Over the past few years, we have had several inquiries about the possibility of parallelized versions of our codes. The questions have come mainly from people in the vanguard of technology with specialized cluster research machines. We were hesitate to jump into parallel programming until multiprocessor technology reached most of our users. Instead, we concentrated on speed improvements in a conventional sequential framework.
Several developments now provide a motivation to move forward:
- Microprocessor manufacturers hit a brick wall at 4 GHz. It is unlikely that higher clock speeds will lead to future gains in computational speed.
- 64 bit processors with 64 bit operating systems are becoming the norm. With the option to address large blocks of memory, users will invariably seek to construct larger meshes.
- Quad core processors are becoming available in conventional PCs.

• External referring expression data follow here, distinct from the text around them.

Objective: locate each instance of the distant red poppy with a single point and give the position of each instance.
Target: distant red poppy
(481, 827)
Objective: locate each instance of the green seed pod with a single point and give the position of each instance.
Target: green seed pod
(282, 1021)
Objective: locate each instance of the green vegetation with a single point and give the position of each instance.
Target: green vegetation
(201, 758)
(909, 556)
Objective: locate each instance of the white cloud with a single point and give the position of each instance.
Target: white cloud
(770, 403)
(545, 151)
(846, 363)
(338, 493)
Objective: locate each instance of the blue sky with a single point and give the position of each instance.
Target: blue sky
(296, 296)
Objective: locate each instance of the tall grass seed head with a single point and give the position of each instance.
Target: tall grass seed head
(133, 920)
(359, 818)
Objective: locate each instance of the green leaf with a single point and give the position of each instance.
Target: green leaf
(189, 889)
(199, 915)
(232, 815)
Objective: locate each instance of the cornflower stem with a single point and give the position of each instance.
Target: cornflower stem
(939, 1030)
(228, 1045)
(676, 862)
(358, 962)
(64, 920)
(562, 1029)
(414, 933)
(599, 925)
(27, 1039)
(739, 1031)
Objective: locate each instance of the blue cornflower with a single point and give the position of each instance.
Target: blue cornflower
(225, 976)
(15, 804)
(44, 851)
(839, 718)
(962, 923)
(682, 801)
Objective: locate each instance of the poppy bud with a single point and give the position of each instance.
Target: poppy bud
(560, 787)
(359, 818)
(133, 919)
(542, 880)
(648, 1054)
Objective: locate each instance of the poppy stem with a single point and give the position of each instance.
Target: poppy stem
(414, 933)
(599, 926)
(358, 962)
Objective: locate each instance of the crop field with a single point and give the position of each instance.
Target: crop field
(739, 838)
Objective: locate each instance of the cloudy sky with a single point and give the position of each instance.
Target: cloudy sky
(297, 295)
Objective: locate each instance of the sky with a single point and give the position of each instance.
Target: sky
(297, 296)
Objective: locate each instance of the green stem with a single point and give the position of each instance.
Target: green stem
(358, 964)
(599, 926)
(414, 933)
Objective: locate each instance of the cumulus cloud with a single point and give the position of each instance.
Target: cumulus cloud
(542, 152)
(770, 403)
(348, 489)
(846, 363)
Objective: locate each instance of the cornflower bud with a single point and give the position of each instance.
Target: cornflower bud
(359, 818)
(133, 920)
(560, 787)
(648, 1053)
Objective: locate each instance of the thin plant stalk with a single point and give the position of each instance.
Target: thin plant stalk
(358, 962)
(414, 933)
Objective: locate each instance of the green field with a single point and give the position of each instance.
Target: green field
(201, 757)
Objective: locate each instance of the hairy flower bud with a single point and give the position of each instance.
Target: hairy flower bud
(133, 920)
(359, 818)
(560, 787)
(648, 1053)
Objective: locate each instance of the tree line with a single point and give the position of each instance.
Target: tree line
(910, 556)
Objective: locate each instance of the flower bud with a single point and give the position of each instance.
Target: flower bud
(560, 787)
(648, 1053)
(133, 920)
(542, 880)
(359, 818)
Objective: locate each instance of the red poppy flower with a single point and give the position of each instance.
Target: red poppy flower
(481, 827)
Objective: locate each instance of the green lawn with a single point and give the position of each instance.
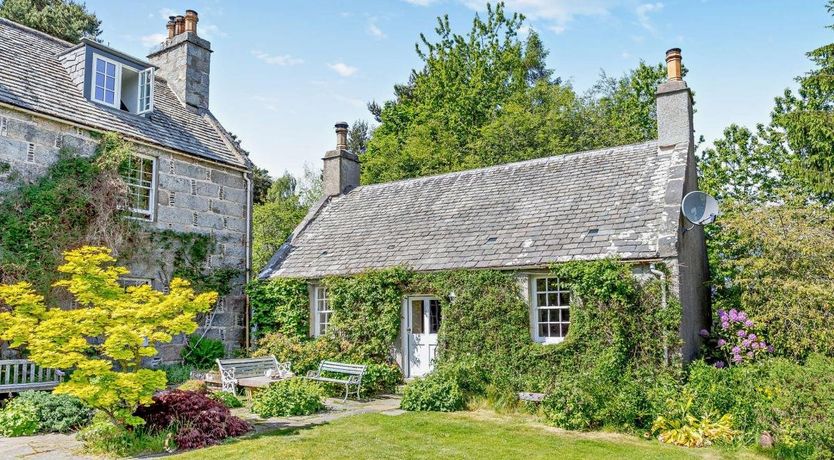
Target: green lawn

On February 1, we will issue a major update of the 3D AMaze programs. A featured advance will be the option for multicore operation on 64-bit machines. With OpenMP technology, the programs will automatically optimize operation for a multicore environment. The programs can also run run in the sequential mode on an older computer with no penalty in performance. We will add multiprocessor support to the following classes of programs:
- Boundary-value solutions based on iterative matrix inversion (HiPhi, Magnum).
- Initial-value problems using offset difference methods (HeatWave, Aether).
- Monte-Carlo problems with independent shower calculations (GamBet).
- Charged-particle codes with independent orbit tracking and iterative matrix inversion for field adjustments (OmniTrak).
We have been testing a parallel version of HiPhi on a dual-processor machine. From the results, we expect a reduction in run time by a factor of 2-3 on a quad-core computer.